Missed opportunities

At the first prompt of actual violence in the game, there’s a drawn-out cutscene that seems like a wasted opportunity to give players a chance for a challenge. After freeing the robot who saved your life all those years ago, the robot urges you to flee before its evil programming takes over. And so, your tiny fairy form has to speed through a snarl of platforms in a menacing factory, in what looks like a pretty thrilling gauntlet-style platforming sequence—if only it was playable. Even if it clashes with the game’s combat-free vibe, the option would have been a rewarding taste of what makes platformers so exhilarating for certain players.
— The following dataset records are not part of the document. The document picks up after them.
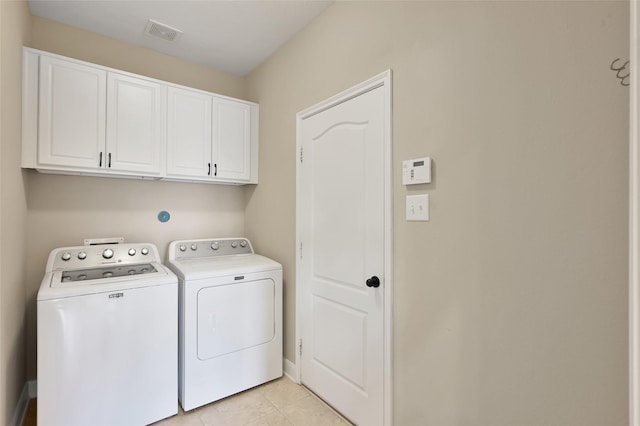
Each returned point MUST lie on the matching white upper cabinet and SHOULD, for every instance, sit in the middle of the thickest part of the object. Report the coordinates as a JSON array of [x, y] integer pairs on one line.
[[231, 140], [189, 134], [135, 117], [80, 118], [71, 112]]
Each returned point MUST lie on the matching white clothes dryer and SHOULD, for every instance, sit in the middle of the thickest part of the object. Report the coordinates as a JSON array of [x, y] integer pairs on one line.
[[230, 318], [107, 337]]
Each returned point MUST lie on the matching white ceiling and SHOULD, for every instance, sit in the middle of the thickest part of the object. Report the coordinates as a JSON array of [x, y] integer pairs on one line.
[[229, 35]]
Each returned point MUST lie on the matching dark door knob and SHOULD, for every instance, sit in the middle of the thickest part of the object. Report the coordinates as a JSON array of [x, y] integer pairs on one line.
[[373, 282]]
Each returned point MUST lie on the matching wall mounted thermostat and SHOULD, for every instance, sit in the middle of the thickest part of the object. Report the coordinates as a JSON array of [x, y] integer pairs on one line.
[[416, 171]]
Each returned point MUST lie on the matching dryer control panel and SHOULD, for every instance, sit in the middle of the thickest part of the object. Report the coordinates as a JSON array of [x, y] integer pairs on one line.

After your “death,” you enter the reverse-control portion of the game—a starkly beautiful black-and-white realm that is ostensibly a sort of afterlife-limbo, and my own personal hell. It starts off as a fairly straightforward asymmetric split-screen level—obstacles and objects in the top half of the screen are different from the bottom half, and you must call on all the powers you’ve learned to get through them. Then comes a truly demonic section that brings Hoa’s whole concept as a pleasant, “easy” experience into question—an inverse movement section  where you must do the same platforming mechanics while the camera tilts at inhumane angles. I’m not sure how 49% of players on Steam seem to have this section done, but I simply cannot get past one very specific part that, for almost an hour, was becoming the bane of my entire existence.

All style, little substance

Hoa is ultimately more about style rather than substance, and while this makes for a lovely visual experience, it’s rather shallow. Unlike its fellow puzzle-platformer brethren, the game doesn’t have much lore or even basic worldbuilding details for an engaging playthrough—there are no items to collect besides glowing butterflies, and nothing in the world that tells a larger story about the plight of your people. Perhaps the biggest blow is that after a certain point, I gave up on learning more about my little fairy and the worlds we moved through. It all falls rather flat, which is a shame given all the gorgeous background painting and adorable character work that went into development.

Perhaps Hoa is meant to be a vehicle for the art, and if so, there should be an option to nerf the reverse-control section so that we can appreciate said art without wanting to claw our eyes out. It’s also pretty funny how often you get Steam achievements—within the first few minutes of starting the game, you get three achievements including one for literally starting the game and another for moving to the next area (Steam achievements, of course, mean nothing). It’s a nice way to pass the time if you want a relatively stress-free platformer that’s easy on the eyes, but even as Hoa demands little from you as a player, it also offers little as an escape.